Explore using speech synthesis/recognition to prevent needing to use Narrator/Win+H
Talking to an AI without having to type could be pretty magical.
Talking: Win+H for entering speech is painless, but most people don't know it exists.
Listening: Turning on Narrator just to read out responses is more than your average user wants.
There are APIs to do this directly. Try them?
If those work well, can add buttons to 🎙️ and 👂/🔉 to the chat entry and chat responses respectively.
Had the AI take two cracks at doing this in C++/winrt. Here they are:
#include <winrt/Windows.Foundation.h>
#include <winrt/Windows.Media.SpeechSynthesis.h>
#include <winrt/Windows.Media.PlayTo.h>
#include <iostream>
namespace winrt = winrt::Windows;
using namespace winrt::Windows::Media::SpeechSynthesis;
using namespace winrt::Windows::Media::PlayTo;
int main()
// Create SpeechSynthesizer object
auto synthesizer = SpeechSynthesizer();
// Convert text to speech
auto stream = synthesizer.SynthesizeTextToStreamAsync(L"Hello, world!").get();
// Play audio
auto buffer = winrt::Windows::Storage::Streams::Buffer(stream.Size());
stream.ReadAsync(buffer, buffer.Capacity(), InputStreamOptions::None).get();
winrt::com_ptr<PlayToSource> source;
// Wait for audio to finish playing
while (source->PlaybackRate() != 0.f) {}
return 0;
// Create an instance of the SpeechSynthesizer.
winrt::Windows::Media::SpeechSynthesis::SpeechSynthesizer synth;
// Retrieve the first female voice.
winrt::Windows::Media::SpeechSynthesis::VoiceInformation voiceInfo = (synth.AllVoices()).GetAt(0);
// Set the voice.
// Generate the audio stream from plain text.
winrt::hstring text = L"Hello world";
winrt::Windows::Media::SpeechSynthesis::SpeechSynthesisStream stream = synth.SynthesizeTextToStream(text);
// Play the audio stream.
winrt::Windows::UI::Xaml::Controls::MediaElement mediaElement;
mediaElement.SetSource(stream, stream.ContentType());
Your mileage may vary.
Code that works:
// Initialize a new SpeechSynthesizer
using (SpeechSynthesizer synth = new SpeechSynthesizer())
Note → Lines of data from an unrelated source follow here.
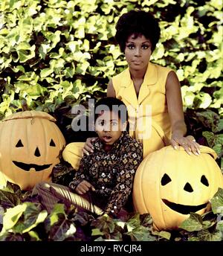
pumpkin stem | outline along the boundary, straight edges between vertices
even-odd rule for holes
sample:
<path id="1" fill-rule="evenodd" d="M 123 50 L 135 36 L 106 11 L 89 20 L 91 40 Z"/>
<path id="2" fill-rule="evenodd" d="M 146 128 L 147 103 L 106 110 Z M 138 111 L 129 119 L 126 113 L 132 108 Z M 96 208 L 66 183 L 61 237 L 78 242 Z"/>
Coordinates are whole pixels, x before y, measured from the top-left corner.
<path id="1" fill-rule="evenodd" d="M 21 105 L 22 105 L 22 111 L 27 111 L 27 110 L 30 110 L 29 107 L 28 106 L 27 101 L 26 100 L 21 100 Z"/>

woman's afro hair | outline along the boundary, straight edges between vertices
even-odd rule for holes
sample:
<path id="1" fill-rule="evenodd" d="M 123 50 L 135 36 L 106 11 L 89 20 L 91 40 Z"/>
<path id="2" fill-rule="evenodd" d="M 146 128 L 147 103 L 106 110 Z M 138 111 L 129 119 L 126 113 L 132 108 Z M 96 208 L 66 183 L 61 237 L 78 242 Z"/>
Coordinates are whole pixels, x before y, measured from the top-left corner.
<path id="1" fill-rule="evenodd" d="M 143 35 L 152 43 L 152 51 L 159 40 L 161 29 L 158 22 L 152 14 L 143 10 L 130 10 L 123 14 L 115 26 L 115 39 L 120 50 L 124 52 L 126 42 L 129 36 L 134 34 L 135 38 Z"/>

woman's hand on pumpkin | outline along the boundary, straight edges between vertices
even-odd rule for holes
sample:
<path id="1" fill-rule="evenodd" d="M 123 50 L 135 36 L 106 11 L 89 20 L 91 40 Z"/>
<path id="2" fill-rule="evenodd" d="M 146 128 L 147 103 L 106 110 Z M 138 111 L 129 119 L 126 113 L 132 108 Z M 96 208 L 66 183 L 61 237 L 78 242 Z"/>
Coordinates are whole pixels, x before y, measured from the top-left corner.
<path id="1" fill-rule="evenodd" d="M 195 156 L 199 156 L 201 153 L 201 145 L 198 144 L 194 137 L 191 135 L 184 137 L 172 135 L 170 144 L 175 150 L 177 150 L 178 146 L 183 147 L 189 155 L 193 153 Z"/>
<path id="2" fill-rule="evenodd" d="M 97 138 L 96 137 L 87 138 L 84 144 L 84 147 L 82 149 L 82 151 L 85 155 L 88 156 L 89 153 L 94 152 L 94 147 L 92 145 L 92 142 L 94 141 L 96 138 Z"/>
<path id="3" fill-rule="evenodd" d="M 75 191 L 78 194 L 83 195 L 87 193 L 90 189 L 91 189 L 92 191 L 95 191 L 94 186 L 90 182 L 84 179 L 78 184 L 78 185 L 75 188 Z"/>

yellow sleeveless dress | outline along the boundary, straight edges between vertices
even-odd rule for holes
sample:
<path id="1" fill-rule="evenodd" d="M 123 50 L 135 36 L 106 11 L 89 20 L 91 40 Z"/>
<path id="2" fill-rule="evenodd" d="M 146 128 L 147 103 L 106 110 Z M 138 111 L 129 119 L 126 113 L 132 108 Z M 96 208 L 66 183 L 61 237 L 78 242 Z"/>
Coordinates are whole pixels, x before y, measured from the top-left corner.
<path id="1" fill-rule="evenodd" d="M 169 68 L 149 63 L 137 97 L 129 68 L 112 78 L 116 97 L 129 112 L 129 134 L 143 146 L 143 157 L 169 144 L 171 125 L 167 112 L 166 81 Z M 68 144 L 62 152 L 65 161 L 74 169 L 79 166 L 84 142 Z"/>
<path id="2" fill-rule="evenodd" d="M 112 78 L 116 97 L 126 105 L 129 134 L 143 143 L 143 157 L 169 144 L 166 81 L 171 69 L 149 63 L 137 97 L 129 68 Z"/>

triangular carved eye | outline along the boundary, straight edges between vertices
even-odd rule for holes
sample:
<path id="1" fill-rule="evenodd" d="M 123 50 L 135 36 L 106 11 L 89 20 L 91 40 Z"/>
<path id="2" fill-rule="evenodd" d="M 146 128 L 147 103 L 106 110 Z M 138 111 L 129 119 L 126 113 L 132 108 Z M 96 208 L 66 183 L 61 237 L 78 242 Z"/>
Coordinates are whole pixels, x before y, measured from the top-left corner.
<path id="1" fill-rule="evenodd" d="M 53 139 L 51 138 L 51 143 L 50 143 L 50 146 L 51 147 L 56 147 L 56 144 L 54 143 L 54 141 L 53 141 Z"/>
<path id="2" fill-rule="evenodd" d="M 165 185 L 167 185 L 167 183 L 169 183 L 170 182 L 171 182 L 171 179 L 169 178 L 169 176 L 167 173 L 165 173 L 163 176 L 163 178 L 161 179 L 162 186 L 165 186 Z"/>
<path id="3" fill-rule="evenodd" d="M 202 175 L 202 176 L 201 178 L 201 182 L 207 187 L 209 186 L 208 180 L 207 179 L 207 178 L 205 177 L 204 175 Z"/>
<path id="4" fill-rule="evenodd" d="M 21 140 L 19 140 L 19 141 L 17 142 L 17 144 L 16 144 L 16 147 L 24 147 L 24 146 L 23 146 L 23 144 L 22 143 Z"/>

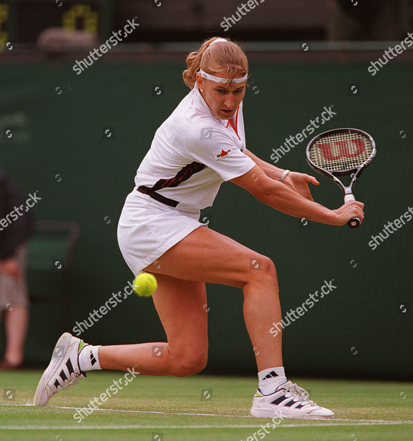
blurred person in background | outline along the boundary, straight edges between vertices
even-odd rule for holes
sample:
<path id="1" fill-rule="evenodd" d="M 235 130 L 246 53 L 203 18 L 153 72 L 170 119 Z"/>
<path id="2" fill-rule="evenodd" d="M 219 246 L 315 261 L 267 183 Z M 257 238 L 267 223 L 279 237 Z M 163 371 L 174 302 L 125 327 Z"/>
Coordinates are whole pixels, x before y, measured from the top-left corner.
<path id="1" fill-rule="evenodd" d="M 21 367 L 24 357 L 29 323 L 27 241 L 33 229 L 26 207 L 18 188 L 0 169 L 0 311 L 6 335 L 0 370 Z"/>

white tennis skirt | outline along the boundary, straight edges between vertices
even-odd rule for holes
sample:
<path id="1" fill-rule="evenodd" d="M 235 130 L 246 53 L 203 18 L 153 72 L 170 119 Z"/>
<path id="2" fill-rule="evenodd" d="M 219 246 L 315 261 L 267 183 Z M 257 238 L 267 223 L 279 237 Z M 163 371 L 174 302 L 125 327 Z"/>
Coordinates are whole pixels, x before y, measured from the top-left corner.
<path id="1" fill-rule="evenodd" d="M 191 232 L 205 225 L 199 221 L 199 210 L 180 211 L 134 188 L 126 197 L 117 229 L 120 251 L 134 274 Z"/>

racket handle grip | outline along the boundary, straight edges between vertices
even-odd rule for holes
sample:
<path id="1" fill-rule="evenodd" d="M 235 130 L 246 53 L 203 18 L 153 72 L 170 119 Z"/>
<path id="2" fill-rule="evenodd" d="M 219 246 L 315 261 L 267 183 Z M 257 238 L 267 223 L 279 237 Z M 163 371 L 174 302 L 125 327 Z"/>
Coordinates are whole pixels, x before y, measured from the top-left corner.
<path id="1" fill-rule="evenodd" d="M 346 194 L 344 196 L 344 203 L 346 204 L 350 201 L 355 201 L 356 198 L 351 194 Z M 360 220 L 358 217 L 353 217 L 347 222 L 349 228 L 357 228 L 360 224 Z"/>

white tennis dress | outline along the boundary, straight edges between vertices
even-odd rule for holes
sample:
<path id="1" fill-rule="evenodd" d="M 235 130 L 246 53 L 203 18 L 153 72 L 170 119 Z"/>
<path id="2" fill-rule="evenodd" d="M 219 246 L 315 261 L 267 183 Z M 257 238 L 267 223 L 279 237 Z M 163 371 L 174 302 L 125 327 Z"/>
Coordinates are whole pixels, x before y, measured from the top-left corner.
<path id="1" fill-rule="evenodd" d="M 204 226 L 200 210 L 212 205 L 221 184 L 255 165 L 245 154 L 242 101 L 233 120 L 216 116 L 195 83 L 157 130 L 118 225 L 120 250 L 135 275 Z"/>

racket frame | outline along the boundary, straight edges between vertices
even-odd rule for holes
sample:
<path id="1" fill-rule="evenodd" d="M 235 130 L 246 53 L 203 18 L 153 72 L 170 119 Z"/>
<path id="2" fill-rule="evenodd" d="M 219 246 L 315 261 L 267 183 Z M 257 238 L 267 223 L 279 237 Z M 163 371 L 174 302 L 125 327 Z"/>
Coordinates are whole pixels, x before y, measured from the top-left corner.
<path id="1" fill-rule="evenodd" d="M 310 148 L 312 146 L 315 141 L 320 138 L 325 136 L 326 135 L 334 135 L 334 133 L 338 132 L 346 131 L 350 133 L 359 133 L 368 138 L 372 147 L 372 153 L 369 157 L 368 159 L 364 161 L 360 165 L 358 165 L 351 170 L 344 171 L 329 172 L 328 170 L 322 168 L 316 165 L 310 158 Z M 307 144 L 307 148 L 305 149 L 305 157 L 308 165 L 313 170 L 333 181 L 333 182 L 335 183 L 342 189 L 344 192 L 344 202 L 345 203 L 346 203 L 350 200 L 355 200 L 355 198 L 353 194 L 353 189 L 354 185 L 361 173 L 372 163 L 372 162 L 375 157 L 376 153 L 375 142 L 371 135 L 369 135 L 366 132 L 363 130 L 360 130 L 360 129 L 345 127 L 341 129 L 333 129 L 331 130 L 327 130 L 322 133 L 316 135 L 308 142 L 308 143 Z M 354 176 L 352 178 L 349 185 L 348 186 L 345 185 L 338 177 L 338 176 L 351 176 L 353 173 L 354 173 Z M 358 217 L 350 219 L 347 222 L 347 224 L 350 228 L 357 228 L 360 224 L 360 220 Z"/>

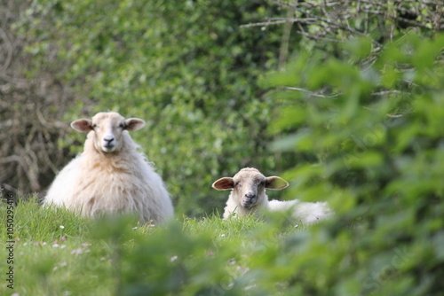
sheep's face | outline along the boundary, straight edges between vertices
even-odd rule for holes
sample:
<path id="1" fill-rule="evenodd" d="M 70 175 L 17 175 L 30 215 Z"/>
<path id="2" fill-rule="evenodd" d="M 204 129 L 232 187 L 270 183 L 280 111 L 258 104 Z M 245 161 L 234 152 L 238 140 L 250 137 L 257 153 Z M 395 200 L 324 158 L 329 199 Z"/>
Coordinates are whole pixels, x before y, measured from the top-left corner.
<path id="1" fill-rule="evenodd" d="M 233 178 L 225 177 L 216 181 L 212 187 L 223 191 L 233 189 L 232 197 L 245 208 L 252 208 L 265 199 L 266 189 L 281 190 L 289 183 L 281 177 L 266 177 L 256 168 L 242 168 Z"/>
<path id="2" fill-rule="evenodd" d="M 137 130 L 145 126 L 145 121 L 138 118 L 125 120 L 119 113 L 99 113 L 92 120 L 78 120 L 71 127 L 78 131 L 93 131 L 95 148 L 106 153 L 118 152 L 122 147 L 123 130 Z"/>

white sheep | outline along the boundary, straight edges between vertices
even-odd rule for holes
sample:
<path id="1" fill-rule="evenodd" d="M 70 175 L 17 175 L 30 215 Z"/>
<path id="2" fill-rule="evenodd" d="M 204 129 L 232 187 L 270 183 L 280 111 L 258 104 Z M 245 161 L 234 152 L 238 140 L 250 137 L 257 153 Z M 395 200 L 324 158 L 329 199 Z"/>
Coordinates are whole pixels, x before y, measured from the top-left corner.
<path id="1" fill-rule="evenodd" d="M 103 214 L 135 213 L 142 223 L 162 222 L 173 206 L 161 176 L 139 153 L 129 130 L 145 121 L 116 113 L 99 113 L 71 127 L 89 132 L 83 152 L 56 176 L 44 205 L 66 206 L 95 217 Z"/>
<path id="2" fill-rule="evenodd" d="M 331 214 L 327 202 L 268 200 L 266 189 L 281 190 L 289 183 L 279 176 L 266 177 L 258 169 L 245 167 L 234 177 L 220 178 L 212 187 L 218 191 L 233 190 L 224 211 L 224 219 L 260 214 L 261 211 L 284 212 L 291 209 L 291 216 L 303 224 L 312 224 Z"/>

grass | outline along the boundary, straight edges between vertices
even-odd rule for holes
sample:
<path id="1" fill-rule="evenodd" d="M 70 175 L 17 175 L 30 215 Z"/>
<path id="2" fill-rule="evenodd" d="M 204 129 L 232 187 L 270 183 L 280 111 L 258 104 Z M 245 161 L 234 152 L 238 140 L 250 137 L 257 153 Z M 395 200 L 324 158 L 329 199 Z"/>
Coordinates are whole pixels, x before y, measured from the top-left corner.
<path id="1" fill-rule="evenodd" d="M 295 260 L 289 245 L 304 232 L 280 217 L 180 217 L 165 226 L 90 220 L 22 199 L 14 209 L 14 289 L 2 278 L 0 294 L 289 295 L 281 275 Z M 2 275 L 8 252 L 0 251 Z"/>

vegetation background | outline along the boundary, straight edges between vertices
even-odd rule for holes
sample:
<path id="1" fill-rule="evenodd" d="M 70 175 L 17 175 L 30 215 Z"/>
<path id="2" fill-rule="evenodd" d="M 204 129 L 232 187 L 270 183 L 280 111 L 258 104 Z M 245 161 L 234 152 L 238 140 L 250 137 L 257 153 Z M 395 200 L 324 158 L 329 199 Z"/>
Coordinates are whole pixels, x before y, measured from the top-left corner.
<path id="1" fill-rule="evenodd" d="M 3 1 L 16 292 L 440 295 L 443 15 L 423 0 Z M 82 151 L 69 122 L 103 110 L 148 123 L 132 136 L 168 184 L 171 225 L 26 201 Z M 335 218 L 221 222 L 210 183 L 245 166 L 289 181 L 272 198 L 328 200 Z"/>

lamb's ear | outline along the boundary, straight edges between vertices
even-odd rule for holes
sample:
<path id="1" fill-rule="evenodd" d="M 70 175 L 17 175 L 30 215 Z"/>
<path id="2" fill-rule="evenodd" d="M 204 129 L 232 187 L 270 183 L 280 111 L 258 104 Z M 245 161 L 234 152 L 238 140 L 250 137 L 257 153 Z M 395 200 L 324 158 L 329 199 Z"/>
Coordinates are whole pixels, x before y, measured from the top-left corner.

// Set the text to be spoken
string text = "Hello World";
// Make the SpeechSynthesizer speak the text
var stream = await synth.SynthesizeTextToStreamAsync(text);
MediaPlayer player = new MediaPlayer();
player.Source = MediaSource.CreateFromStream(stream, stream.ContentType);
// player.Dispose();
Working to port this to react-native-winrt:
async function Speak() {
let synth = new Windows.Media.SpeechSynthesis.SpeechSynthesizer();
if (!synth) {
console.log("error creating SpeechSynthesizer");
// Set the text to be spoken
let text = "Hello World";
// Make the SpeechSynthesizer speak the text
try {
let stream = await synth.synthesizeTextToStreamAsync(text);
// Play the audio stream
let player = new Windows.Media.Playback.MediaPlayer();
player.source = Windows.Media.Core.MediaSource.createFromStream(stream, stream.contentType);
} catch (e) {
This works... other than the fact that contentType isn't set. Workaround: hardcode to 'audio/wav'.